ハレ・アクス・エルドスト、エルヴァン・オクメン、セデン・ドゥル、ブルク・アイデン、アリ・ネカティ・ギョクメン
はじめに:スガマデクス (ブリドン ®) (SUG) は、最近開発された神経筋遮断解除剤です。SUG は、既存の他の薬剤とは異なり、短時間で深い神経筋遮断を解除することもできます。SUG が血液脳関門 (BBB) を通過する割合は、正常患者では非常に低いです。しかし、BBB の完全性が低下している患者では、SUG が BBB を通過する割合が高くなる可能性があります。SUG が正常患者で BBB を通過する割合が低いため、この薬剤の中枢神経系 (CNS) への影響を調査した研究はごくわずかです。本研究では、ラットの脳室内腔に直接投与された SUG が CNS 系に与える影響を評価することを目的としました。
材料と方法:本研究では、体重 250~280 g で運動活動が正常な Wistar-Albino ラット 36 匹を使用しました。麻酔は、腹腔内 50 mg/kg のチオペンタールナトリウムで行いました。ラットはランダムに 6 つの同数グループに分けられ、1 つのグループがコントロール グループとなりました。実験群には、脳室内カニューレを介して 2、4、8、16、32 mg/kg のスガマデクスが投与された。
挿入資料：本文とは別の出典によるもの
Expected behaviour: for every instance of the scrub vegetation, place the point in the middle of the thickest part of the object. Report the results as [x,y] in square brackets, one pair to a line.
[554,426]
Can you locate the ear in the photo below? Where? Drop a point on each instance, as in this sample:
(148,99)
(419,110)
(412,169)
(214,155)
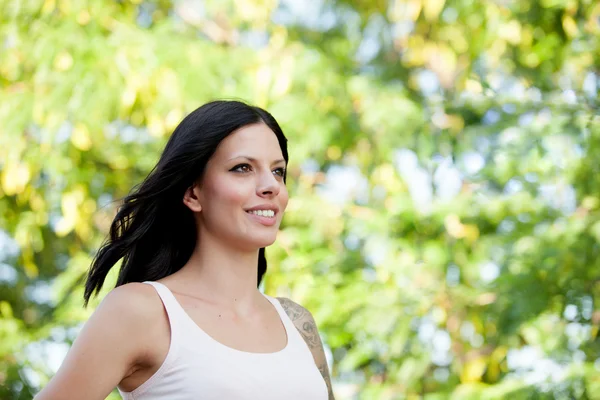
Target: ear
(191,198)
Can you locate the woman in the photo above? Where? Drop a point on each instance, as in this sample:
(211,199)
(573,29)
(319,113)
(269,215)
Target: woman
(186,320)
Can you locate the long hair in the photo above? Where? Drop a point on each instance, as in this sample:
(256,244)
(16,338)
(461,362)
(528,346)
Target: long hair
(154,232)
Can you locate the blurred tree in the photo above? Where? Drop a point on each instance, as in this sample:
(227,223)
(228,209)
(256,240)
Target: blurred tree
(444,226)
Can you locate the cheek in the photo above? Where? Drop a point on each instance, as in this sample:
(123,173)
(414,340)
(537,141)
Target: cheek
(283,198)
(226,193)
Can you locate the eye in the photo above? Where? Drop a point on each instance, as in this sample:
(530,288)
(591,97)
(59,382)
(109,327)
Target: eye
(279,172)
(242,168)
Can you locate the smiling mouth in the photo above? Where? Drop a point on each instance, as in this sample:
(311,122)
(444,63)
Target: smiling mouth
(262,213)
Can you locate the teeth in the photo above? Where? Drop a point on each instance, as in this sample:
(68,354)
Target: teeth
(263,213)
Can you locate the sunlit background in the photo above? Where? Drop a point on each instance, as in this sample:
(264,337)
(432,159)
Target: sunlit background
(444,222)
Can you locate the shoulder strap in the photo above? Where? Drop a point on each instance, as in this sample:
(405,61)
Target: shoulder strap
(171,305)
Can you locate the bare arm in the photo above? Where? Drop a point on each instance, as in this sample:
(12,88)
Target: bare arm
(107,349)
(306,325)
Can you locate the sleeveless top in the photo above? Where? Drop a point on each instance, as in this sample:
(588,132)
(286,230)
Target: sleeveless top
(198,367)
SUG の CNS に対する影響は、5 段階評価に基づいて評価された。
結果:脳室内 SUG 投与では、いずれの用量 (2、4、8、16、32 mg/kg) でも、行動状態、運動活動、姿勢に変化は見られなかった。スガマデクス投与後に強直間代性けいれんや発作の発現は見られなかった。
考察: SUG は、正常な患者ではほとんど BBB を通過しない。しかし、この薬剤は特定の患者でより高い割合で BBB を通過する可能性があると述べられている。そのため、SUG の CNS に対する影響を調査することは、新たな実験テーマとなっている。私たちの研究では、高用量を脳室内に直接投与しても、SUG の CNS に対する悪影響は見られなかった。しかし、SUG 存在下で細胞培養におけるアポトーシス細胞死の増加を示す研究が存在するため、SUG が CNS に悪影響を及ぼさないと断言することは困難です。前述の研究の著者は、コレステロール値の低下とアポトーシスの関係を述べています。生きた動物の何らかのメカニズムが、SUG 存在下で起こるこのコレステロール値の低下を回復し、細胞のアポトーシスを防ぐ可能性があると推測できます。
結論:私たちの研究では、SUG はラットの CNS に悪影響を及ぼしませんでした。確実な断言を行うには、SUG とニューロンのコレステロール制御メカニズムの関係を評価するさらなる研究が必要です。